OUR seaside piers are crumbling so thank goodness someone is around to preserve the end-of-the-pier show — even if it is on an island in the middle of the River Thames.
Last Confessions Of A Scallywag at the Mill at Sonning is just that: a rollicking, pacy, fun-loving farce set in Northern Ireland in some unspecified decade but feeling like the Fifties.
It had everything a farce needs: a bewildered priest — usually it’s a trouserless vicar but this is a Catholic rural community so his dignity and innocence are preserved — a man dressing as a woman, the same man reduced to his underwear and bucketfuls of misunderstanding and deception.
The energetic cast give it absolutely everything as the lies pile up and the desperate attempts to get out of it keep failing.
The brief plot — not that plots ever matter — sees Douglas McFerran’s Patrick Lynch apparently on his deathbed and Kieran Flynn’s Father Ryan trying to save his eternal soul with a confession. The timing in this set-up scene is perfect allowing all manner of misdemeanours to emerge such as fathering seven of his neighbour’s children, badmouthing, and mistreatment of his wife.

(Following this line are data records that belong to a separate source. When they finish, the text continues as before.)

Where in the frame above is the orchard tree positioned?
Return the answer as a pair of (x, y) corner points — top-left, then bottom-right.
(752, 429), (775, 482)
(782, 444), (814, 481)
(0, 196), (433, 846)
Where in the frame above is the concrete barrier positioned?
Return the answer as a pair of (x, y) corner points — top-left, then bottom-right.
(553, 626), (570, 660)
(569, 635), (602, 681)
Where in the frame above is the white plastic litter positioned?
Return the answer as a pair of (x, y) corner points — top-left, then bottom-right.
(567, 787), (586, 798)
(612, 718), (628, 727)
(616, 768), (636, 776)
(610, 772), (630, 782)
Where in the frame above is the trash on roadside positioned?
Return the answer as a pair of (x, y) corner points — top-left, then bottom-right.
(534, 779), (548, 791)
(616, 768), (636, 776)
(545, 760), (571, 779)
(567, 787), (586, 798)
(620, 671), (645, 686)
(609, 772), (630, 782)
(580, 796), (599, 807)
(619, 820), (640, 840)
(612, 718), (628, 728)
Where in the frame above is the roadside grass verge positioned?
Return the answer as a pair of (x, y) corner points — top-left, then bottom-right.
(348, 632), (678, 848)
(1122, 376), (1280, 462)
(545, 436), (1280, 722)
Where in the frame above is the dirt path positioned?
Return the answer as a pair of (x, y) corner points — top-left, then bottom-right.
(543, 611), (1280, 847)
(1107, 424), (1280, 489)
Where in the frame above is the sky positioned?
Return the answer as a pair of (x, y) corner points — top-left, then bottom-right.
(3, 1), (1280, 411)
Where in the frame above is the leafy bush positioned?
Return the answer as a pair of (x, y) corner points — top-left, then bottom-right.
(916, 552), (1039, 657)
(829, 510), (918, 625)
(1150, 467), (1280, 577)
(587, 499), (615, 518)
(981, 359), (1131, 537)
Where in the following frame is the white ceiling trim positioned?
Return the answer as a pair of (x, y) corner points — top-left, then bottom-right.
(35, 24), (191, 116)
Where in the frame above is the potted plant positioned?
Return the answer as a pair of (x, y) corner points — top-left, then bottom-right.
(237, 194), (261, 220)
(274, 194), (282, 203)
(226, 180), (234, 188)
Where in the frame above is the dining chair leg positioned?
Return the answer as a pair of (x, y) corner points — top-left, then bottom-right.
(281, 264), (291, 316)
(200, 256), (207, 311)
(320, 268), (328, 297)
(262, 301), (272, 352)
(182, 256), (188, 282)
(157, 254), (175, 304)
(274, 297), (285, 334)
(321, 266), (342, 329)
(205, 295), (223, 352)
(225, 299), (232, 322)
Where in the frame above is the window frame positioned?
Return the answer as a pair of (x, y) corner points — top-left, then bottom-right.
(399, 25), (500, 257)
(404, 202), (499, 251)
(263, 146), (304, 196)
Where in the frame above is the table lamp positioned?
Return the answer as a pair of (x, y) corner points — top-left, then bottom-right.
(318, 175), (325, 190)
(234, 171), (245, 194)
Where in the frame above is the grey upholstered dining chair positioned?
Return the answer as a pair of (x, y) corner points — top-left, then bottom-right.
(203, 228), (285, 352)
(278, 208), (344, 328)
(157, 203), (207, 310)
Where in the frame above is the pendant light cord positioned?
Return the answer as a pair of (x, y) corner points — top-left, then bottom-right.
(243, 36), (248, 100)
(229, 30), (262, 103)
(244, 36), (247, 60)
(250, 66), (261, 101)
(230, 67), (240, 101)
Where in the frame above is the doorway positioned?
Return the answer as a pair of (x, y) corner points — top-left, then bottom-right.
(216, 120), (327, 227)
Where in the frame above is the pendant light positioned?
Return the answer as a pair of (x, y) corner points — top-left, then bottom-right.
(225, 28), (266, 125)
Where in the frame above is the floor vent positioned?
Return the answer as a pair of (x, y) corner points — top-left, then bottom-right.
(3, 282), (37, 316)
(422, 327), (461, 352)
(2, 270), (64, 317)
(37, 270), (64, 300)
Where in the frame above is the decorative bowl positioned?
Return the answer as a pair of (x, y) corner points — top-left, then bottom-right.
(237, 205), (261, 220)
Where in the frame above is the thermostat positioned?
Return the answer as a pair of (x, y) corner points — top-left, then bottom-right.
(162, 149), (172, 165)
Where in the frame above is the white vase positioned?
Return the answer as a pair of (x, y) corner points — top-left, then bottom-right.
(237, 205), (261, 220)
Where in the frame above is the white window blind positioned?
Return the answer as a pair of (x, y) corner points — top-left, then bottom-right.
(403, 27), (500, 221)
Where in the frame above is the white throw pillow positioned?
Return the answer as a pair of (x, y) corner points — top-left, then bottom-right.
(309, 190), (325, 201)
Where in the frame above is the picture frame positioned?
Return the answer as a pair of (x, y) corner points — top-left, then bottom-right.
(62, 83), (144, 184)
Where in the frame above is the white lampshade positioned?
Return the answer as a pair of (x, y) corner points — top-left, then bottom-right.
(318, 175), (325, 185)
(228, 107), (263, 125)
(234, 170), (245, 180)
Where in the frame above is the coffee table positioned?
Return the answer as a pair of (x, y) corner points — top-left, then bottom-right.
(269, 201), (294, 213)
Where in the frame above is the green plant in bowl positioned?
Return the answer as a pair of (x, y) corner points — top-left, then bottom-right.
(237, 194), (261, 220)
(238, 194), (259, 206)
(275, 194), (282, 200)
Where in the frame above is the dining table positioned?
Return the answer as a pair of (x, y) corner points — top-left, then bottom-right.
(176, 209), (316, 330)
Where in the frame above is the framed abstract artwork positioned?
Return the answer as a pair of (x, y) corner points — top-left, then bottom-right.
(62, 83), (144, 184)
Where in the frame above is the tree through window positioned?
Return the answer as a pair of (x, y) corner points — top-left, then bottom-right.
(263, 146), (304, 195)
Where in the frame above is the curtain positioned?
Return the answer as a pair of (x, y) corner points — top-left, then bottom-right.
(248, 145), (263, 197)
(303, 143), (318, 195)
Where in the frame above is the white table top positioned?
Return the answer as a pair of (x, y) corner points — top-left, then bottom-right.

But then he gets better and a plot is hatched to appear to die anyway for the insurance money. The pace never flags and there are some very funny and subtle jokes hidden in what is the broadest of comedies — one crack about rigor mortis was particularly well done.
And the playwright, Dwina Murphy-Gibb lets her pen travel over some acute observations of Catholicism in a ghost scene which might have seen her excommunicated in an earlier age. All of this is accompanied by a soundtrack featuring Ronnie Drew from the Dubliners and a host of great Irish folk tunes. Last Confessions Of A Scallywag is at the Mill at Sonning until September 27 with a 10-day break from August 25.